Mayor Mike McGinn suffered a couple of stinging setbacks today when a major environmental group and the Seattle Chamber of Commerce both endorsed state Sen. Ed Murray for mayor.
“This a big blow to the mayor and a big win for us,” said Dean Nielsen, a political consultant who is heading up the newly-created People for Ed Murray, an independent campaign expenditure committee.
“We are blessed to have several mayoral candidates who hold strong environmental values, but Ed Murray is the clear choice to be Seattle’s next mayor,” said Brendon Cechovic, executive director of Washington Conservation Voters .
Cechovic added, in an interview with Seattle Weekly, “I think McGinn will be surprised.”
Asked what factors may have hurt the mayor in not getting the group’s stamp of approval, Cechovic said, “When it came to leadership, building coalitions and valuing compromise, we thought Ed Murray was the superior candidate.”
As expected, McGinn has already won the endorsements, as he did four years ago, of the other two influential environmental groups, the Sierra Club and the Cascade Bicycle Club, but failing to win WCV’s nod could have electoral consequences. The group spent some $750,000 in independent expenditures on behalf of Jay Inslee in the 2012 campaign and also recruited hundreds of volunteers to ring doorbells and make phone calls.

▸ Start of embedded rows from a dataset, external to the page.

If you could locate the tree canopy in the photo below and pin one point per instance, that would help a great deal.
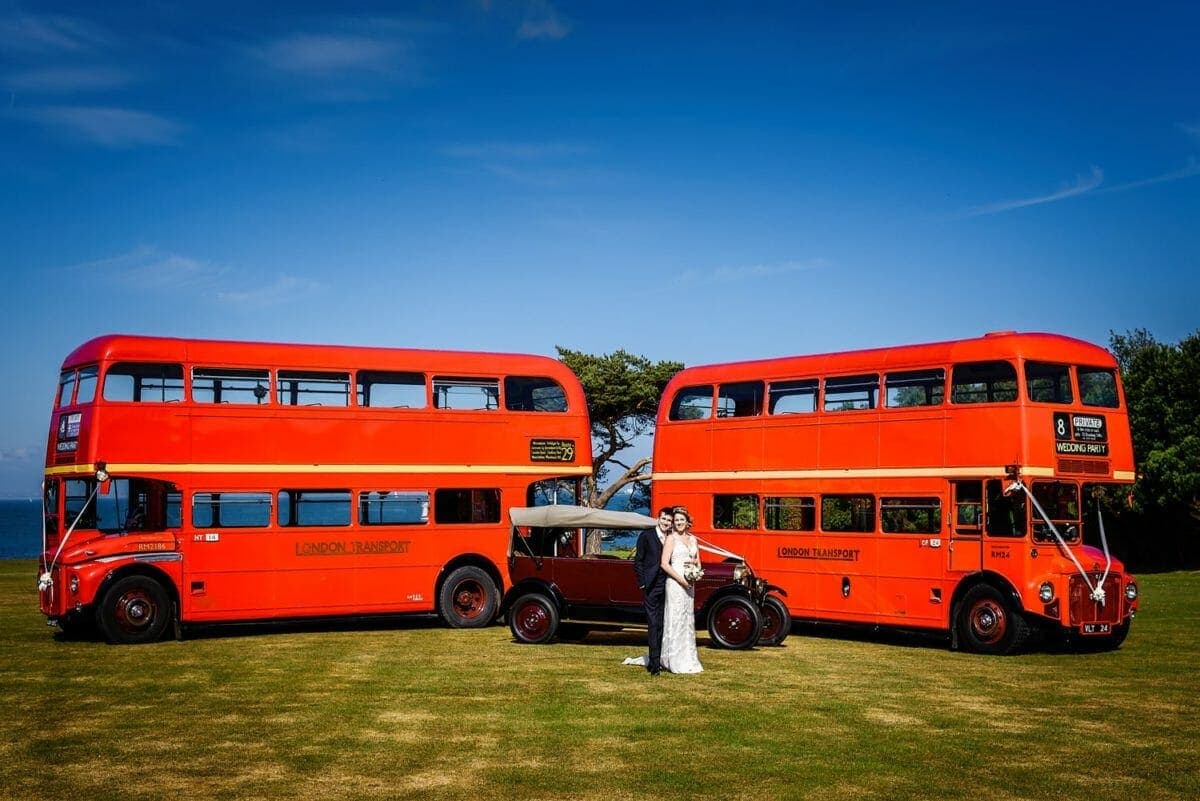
(623, 393)
(1162, 386)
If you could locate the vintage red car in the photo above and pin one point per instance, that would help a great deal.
(573, 571)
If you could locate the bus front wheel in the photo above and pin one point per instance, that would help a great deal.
(468, 598)
(989, 624)
(135, 609)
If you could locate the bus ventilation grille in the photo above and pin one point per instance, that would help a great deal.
(1084, 467)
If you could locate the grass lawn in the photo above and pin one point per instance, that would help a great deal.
(412, 710)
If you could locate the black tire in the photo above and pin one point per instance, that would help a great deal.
(533, 619)
(135, 609)
(989, 622)
(735, 622)
(468, 598)
(777, 621)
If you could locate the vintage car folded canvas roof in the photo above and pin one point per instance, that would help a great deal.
(570, 517)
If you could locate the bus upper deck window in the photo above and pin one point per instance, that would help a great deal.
(144, 383)
(983, 383)
(85, 390)
(742, 399)
(693, 403)
(525, 393)
(852, 392)
(1048, 383)
(237, 386)
(466, 393)
(66, 389)
(1098, 387)
(923, 387)
(303, 389)
(390, 390)
(792, 397)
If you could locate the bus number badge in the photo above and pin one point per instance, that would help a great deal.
(1080, 434)
(552, 450)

Cechovic said the group, which endorsed former Mayor Greg Nickels in the 2009 primary, then stayed on the sidelines in the general election, has not yet determined what resources it will devote to Murray.
“But it will be more than just an endorsement. We are in this to win it,” he said.
Murray also won the backing of the Civic Alliance for a Sound Economy (CASE), the political arm of the Seattle Metropolitan Chamber of Commerce.
“Senator Murray is endorsed for his visionary leadership, his commitment to fair and predictable regulation and his ability to bring together broad bipartisan coalitions around complex and groundbreaking issues, from transportation to marriage equality,” Maud Daudon, president and CEO of the Chamber said in a statement. “His political experience and achievements are invaluable in moving a regional vision forward.”
In ‘09, the Chamber endorsed T-Mobile executive Joe Mallahan over McGinn..
It is hard to gauge how much cache a Chamber endorsement carries, but Murra is certain to use it to make the case that he may be a good liberal and all, but can also be a friend to the business community.
Though McGinn has made serious inroads with the business establishment and certainly with the major property developers (see Paul Allen’s real estate firm Vulcan and South Lake Union), his veto of an aggressive panhandling measure sponsored in 2010 by Council member Tim Burgess.